Recipes are the small, copy-pasteable pieces. Three touch the
project's on-disk shape directly:

| Recipe                                                                                           | What it adds                                                                                                                |
| ------------------------------------------------------------------------------------------------ | --------------------------------------------------------------------------------------------------------------------------- |
| [Next.js App Router chat with streaming](/docs/recipes#1-nextjs-app-router-chat-with-streaming)  | The `app/api/agents/[id]/route.ts` + client component pair the baseline assumes.                                            |
| [Custom storage adapter: SQLite](/docs/recipes#3-custom-storage-adapter-sqlite)                  | A durable adapter that picks a real on-disk path for the audit ledger. The first thing past `MemoryProviderDecisionLedger`. |
| [Building a custom event-log projection](/docs/recipes#8-building-a-custom-event-log-projection) | Where projection state lives — typically alongside the ledger, in whatever store the ledger writes to.                      |

## What Pleach won't tell you to do [#what-pleach-wont-tell-you-to-do]
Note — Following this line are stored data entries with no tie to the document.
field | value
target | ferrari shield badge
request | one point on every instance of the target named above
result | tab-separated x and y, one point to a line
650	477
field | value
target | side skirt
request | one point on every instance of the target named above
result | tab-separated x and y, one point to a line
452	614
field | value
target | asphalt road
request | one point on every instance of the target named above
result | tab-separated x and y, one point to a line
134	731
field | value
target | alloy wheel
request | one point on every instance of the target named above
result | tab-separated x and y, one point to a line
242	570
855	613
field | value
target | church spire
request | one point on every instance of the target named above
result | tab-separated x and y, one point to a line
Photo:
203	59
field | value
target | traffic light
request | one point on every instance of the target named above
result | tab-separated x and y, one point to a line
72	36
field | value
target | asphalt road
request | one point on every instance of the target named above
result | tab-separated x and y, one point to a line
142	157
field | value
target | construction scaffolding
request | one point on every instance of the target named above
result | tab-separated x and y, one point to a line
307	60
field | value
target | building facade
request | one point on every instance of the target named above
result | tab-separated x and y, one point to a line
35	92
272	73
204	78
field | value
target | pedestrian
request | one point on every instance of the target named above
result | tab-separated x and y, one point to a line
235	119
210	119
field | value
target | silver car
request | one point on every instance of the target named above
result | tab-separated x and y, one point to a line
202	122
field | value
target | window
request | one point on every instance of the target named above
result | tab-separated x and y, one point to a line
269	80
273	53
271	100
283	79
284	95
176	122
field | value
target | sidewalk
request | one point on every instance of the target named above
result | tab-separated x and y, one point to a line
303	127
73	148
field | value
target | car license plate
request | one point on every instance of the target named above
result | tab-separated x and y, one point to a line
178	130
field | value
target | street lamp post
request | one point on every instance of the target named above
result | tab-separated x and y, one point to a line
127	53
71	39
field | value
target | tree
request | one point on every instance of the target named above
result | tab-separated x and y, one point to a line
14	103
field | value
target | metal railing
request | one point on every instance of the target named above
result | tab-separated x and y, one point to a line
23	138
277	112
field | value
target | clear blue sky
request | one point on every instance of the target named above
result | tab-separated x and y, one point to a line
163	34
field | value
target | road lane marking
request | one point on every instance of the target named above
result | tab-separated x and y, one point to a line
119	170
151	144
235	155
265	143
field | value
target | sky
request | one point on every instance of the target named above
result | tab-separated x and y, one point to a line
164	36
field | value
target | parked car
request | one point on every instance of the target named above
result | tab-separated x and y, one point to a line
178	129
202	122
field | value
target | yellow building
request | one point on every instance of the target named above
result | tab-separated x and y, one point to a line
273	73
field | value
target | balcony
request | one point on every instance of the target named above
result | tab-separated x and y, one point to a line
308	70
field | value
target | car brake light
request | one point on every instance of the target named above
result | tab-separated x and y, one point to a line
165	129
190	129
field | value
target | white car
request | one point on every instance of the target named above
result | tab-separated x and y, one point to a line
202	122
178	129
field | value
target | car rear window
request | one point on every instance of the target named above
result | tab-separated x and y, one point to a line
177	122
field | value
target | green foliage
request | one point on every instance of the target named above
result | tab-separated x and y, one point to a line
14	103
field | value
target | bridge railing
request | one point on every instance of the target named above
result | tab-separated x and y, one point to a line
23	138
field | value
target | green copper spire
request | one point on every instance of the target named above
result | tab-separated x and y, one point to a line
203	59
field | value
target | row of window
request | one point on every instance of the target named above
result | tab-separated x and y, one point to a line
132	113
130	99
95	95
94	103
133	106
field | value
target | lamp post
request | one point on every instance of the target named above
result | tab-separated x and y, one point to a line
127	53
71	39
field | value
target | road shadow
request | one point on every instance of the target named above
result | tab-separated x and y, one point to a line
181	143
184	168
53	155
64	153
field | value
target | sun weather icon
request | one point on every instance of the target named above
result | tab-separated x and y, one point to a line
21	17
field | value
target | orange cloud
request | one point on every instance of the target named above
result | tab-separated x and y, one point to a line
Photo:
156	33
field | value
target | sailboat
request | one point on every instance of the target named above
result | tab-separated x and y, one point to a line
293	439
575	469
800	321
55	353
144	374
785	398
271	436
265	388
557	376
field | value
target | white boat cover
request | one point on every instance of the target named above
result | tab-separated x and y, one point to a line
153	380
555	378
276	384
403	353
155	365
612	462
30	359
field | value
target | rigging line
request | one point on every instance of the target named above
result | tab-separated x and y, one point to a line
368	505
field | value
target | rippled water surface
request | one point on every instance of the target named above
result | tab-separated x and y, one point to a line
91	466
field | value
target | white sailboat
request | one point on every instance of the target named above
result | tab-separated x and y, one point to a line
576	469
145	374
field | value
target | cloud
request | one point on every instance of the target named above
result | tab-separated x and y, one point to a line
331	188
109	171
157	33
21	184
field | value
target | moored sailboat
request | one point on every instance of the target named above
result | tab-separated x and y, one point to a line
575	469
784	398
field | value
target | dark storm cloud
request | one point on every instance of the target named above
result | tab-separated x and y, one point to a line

A short list because each of these is a deliberate non-choice.

* **No config file.** The runtime is wired in code so the
  TypeScript compiler sees every adapter you pass and your IDE
  jumps to the definition. A `pleach.config.ts` would buy
  convention at the cost of static analysis.
* **No reserved directory.** Nothing called `.pleach/` is
  created by the runtime. Storage paths live in whichever
  adapter you wire — the deployment shape (one machine vs.
  Lambda vs. managed DB) decides the path, not the library.
* **No `agents/` folder convention.** The `agents/<specName>/`
  prefix you'll see in [Agents](/docs/agents) is an internal
  *channel-path* prefix the runtime uses to namespace agent
  state. It's a string in the runtime's address space, not a
  directory on your disk.
* **No required test layout.** [Eval and replay](/docs/eval-and-replay)
  reads recorded sessions, not test files. Put tests wherever
  your test runner finds them.

If a piece of structure isn't on this page, the runtime doesn't
have an opinion on it — and that's the contract.